Assemblyman Richard Gottfried, D-New York City, is pictured speaking at a rally.

New York state is one of 21 states in the country where adultery is illegal.

Assemblyman Richard Gottfried, D-New York City, has introduced legislation (A.11073) to end the state’s longstanding, and unenforced, ban on adultery.

“This outdated statute criminalizes sexual behavior between consenting adults as a class B misdemeanor, punishable by up to three months in prison. This is facially absurd; the state has no business regulating the consensual sexual behavior between adults. It is long past time for us to remove this statute from the penal law,” Gottfried wrote in his legislative justification.

Such legislation hasn’t been introduced in some time in the state Legislature. No corresponding legislation has been introduced yet in the state Senate.

New York is one of 21 states that technically criminalize adultery, though New York’s misdemeanor charge pales in comparison to the felony-level crime on the books in Idaho, Michigan, Oklahoma and Wisconsin. While attempts to enforce adultery laws are rare, they remain on the books in part because politicians don’t want to publicly endorse adultery.
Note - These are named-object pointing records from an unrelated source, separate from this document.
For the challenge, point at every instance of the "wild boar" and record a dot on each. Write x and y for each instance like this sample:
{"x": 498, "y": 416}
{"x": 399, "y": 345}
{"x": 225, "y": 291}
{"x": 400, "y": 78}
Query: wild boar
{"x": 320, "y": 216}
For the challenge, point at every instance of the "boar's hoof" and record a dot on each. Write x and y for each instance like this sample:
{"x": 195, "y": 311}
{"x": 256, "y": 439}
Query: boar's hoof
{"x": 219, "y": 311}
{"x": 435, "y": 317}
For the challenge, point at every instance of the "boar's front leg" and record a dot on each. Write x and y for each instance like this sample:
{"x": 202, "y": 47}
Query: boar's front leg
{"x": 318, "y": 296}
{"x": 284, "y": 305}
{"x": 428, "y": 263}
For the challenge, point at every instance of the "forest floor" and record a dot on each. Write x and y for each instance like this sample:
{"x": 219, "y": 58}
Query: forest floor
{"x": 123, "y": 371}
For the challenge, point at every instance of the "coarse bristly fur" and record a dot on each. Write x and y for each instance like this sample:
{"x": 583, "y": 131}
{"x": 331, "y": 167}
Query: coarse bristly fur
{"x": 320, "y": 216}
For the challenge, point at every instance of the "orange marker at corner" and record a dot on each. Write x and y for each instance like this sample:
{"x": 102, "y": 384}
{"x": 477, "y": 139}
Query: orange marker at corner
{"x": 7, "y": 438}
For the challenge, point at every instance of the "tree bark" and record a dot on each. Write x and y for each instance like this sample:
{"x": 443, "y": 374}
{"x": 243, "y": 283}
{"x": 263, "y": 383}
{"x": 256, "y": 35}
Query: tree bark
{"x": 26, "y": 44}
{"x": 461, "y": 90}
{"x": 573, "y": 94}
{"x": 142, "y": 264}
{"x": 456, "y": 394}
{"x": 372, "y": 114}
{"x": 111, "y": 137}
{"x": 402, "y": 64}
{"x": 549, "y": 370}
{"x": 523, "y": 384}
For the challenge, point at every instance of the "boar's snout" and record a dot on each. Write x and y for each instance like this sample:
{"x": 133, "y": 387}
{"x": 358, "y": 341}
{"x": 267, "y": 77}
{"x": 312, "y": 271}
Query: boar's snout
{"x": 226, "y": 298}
In February, the Virginia House of Delegates and Senate voted to repeal its fornication code, which includes adultery, and the legislation was signed into law in July.

“No one should think they can be prosecuted for this common practice,” Delegate Mark Levine, a Democrat, said according to the Associated Press. “Now that the Democrats are in power, I’m thrilled to get it off the books. … It’s a stupid law. It’s crazy.”

Overseas, adultery laws have been enforced into the 21st century in some countries. South Korea, for example, had 5,500 adultery prosecutions between 2008 and 2015, according to a CNN report, before adultery was decriminalized. Many countries governed by Islamic law, according to UK publication The Week, strictly prohibit adultery, with punishments including fines, arbitrary detention, imprisonment, flogging or death in extreme cases.